Il finale originario del film, proiettato in prima visione assoluta giustappunto in quel di Fiumara, prevedeva l'uccisione di Mico da parte di Tara, per vendicare la morte del padre e del fratello. Per porre fine ad una vera e propria sommossa popolare dei fiumaresi, che male avrebbero digerito la morte del loro idolo, nonchè per evitare un probabile linciaggio del regista (e ce ne sarebbe stato ben donde!), si decise di fretta e furia di girare un finale diverso, che è quello che appare nell'unico master disponibile ricavato da una rarissima videocassetta australiana destinata ai nostri immigrati. Qui i due protagonisti vengono ripresi a correre l'uno verso l'altro al ralentì e inquadrati in campo lunghissimo a distanza iperchilometrica, per consentire al Reitano di cantare, come era sua abitudine a squarciagola, il motivo portante del film "La leggenda di Tara Pokì", accompagnato dalla tromba squillante di Nini Rosso (non so se mi spiego!!). In tale contesto ed in un lampo di genio registico, il volto di Tara si staglia in dissolvenza, come nelle più sgangherate telenovele brasiliane o peggio ancora nei più dilettanteschi filmini matrimoniali realizzati dal fotografo sotto casa.

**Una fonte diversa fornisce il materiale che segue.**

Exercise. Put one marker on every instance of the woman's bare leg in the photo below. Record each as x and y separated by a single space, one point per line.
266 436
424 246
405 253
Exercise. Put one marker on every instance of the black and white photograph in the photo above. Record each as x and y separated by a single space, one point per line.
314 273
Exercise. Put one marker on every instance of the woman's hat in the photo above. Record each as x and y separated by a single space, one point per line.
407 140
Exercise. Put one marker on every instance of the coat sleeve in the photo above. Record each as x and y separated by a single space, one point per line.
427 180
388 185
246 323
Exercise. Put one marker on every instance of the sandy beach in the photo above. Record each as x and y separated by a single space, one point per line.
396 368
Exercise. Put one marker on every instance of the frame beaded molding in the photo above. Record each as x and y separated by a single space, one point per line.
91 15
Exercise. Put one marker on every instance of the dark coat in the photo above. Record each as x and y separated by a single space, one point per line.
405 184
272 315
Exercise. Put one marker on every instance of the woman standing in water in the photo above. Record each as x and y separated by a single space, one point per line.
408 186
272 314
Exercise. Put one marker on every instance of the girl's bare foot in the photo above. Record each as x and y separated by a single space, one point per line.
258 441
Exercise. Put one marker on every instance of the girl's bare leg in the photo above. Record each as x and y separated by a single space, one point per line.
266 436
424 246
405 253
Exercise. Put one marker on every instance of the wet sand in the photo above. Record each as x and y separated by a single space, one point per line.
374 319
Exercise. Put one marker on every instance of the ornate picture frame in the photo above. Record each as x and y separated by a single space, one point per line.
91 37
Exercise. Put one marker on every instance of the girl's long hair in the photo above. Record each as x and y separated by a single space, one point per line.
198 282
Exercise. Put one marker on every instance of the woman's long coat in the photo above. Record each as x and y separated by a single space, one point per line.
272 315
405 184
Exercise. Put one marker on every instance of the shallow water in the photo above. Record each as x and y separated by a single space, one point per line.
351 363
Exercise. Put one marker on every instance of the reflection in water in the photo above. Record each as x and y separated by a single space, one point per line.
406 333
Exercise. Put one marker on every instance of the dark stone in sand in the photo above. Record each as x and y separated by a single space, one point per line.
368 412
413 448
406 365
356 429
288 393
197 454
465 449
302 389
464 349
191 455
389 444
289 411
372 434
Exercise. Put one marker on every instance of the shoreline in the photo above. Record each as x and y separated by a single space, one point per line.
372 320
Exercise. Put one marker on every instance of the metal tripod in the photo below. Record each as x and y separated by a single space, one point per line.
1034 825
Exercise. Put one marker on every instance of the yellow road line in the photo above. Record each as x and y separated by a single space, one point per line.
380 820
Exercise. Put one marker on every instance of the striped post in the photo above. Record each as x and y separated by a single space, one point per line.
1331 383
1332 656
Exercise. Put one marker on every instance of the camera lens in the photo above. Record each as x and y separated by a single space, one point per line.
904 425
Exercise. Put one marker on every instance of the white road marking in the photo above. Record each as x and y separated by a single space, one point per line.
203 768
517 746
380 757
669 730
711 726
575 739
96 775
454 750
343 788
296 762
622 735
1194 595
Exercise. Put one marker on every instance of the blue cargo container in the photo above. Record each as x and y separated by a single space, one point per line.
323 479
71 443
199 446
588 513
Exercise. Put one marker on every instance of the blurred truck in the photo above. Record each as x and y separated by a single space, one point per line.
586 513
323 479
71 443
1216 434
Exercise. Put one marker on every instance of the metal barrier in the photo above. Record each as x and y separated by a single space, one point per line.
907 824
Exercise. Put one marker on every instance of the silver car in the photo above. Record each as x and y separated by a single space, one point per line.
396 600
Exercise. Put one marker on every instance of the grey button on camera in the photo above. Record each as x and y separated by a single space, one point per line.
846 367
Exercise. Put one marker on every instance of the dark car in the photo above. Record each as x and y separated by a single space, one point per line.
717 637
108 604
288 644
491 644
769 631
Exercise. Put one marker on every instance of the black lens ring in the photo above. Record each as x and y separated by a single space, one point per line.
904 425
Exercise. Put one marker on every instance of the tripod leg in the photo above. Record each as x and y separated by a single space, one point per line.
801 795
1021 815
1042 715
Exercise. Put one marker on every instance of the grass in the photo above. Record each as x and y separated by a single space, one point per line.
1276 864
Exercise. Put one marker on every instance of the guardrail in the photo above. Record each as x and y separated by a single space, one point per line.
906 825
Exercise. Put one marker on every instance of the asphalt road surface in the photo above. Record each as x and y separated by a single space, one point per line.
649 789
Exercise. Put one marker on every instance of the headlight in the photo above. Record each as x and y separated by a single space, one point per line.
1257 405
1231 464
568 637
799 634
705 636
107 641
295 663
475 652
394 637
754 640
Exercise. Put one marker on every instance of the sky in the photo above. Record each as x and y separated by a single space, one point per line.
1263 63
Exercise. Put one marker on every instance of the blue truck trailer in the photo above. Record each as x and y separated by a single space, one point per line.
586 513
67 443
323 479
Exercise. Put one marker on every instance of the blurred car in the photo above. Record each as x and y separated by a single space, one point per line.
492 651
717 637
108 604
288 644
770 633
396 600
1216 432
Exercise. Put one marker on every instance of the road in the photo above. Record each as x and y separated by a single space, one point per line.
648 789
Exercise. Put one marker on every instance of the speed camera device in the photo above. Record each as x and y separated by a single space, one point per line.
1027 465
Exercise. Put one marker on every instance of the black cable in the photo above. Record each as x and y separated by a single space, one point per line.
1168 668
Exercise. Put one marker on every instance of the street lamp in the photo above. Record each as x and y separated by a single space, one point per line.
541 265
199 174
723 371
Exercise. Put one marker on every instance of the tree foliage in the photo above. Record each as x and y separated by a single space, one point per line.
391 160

A completare l'aura di leggenda che aleggia attorno alla pellicola, peraltro circolata pochissimo, è doveroso riportare un'intervista realizzata dalla rivista Nocturno al regista. A sentire quest'ultimo, pare che negli studi della Elios Film in cui si giravano gli interni, si accalcassero donne in delirio con in braccio i loro pargoletti invitando il Reitano a toccarli con le sue mani sante e benedette, manco fosse Padre Pio e questo pure li toccava!!!

Un film comunque da vedere e rivedere quale esempio di "pessimo cinema" da parte di un cineasta che fonderà a Livorno, sua città natale, una scuola di regia nella quale, immagino, si possa imparare "a contrariis" tutto ciò che non si dovrebbe fare per realizzare un film decente.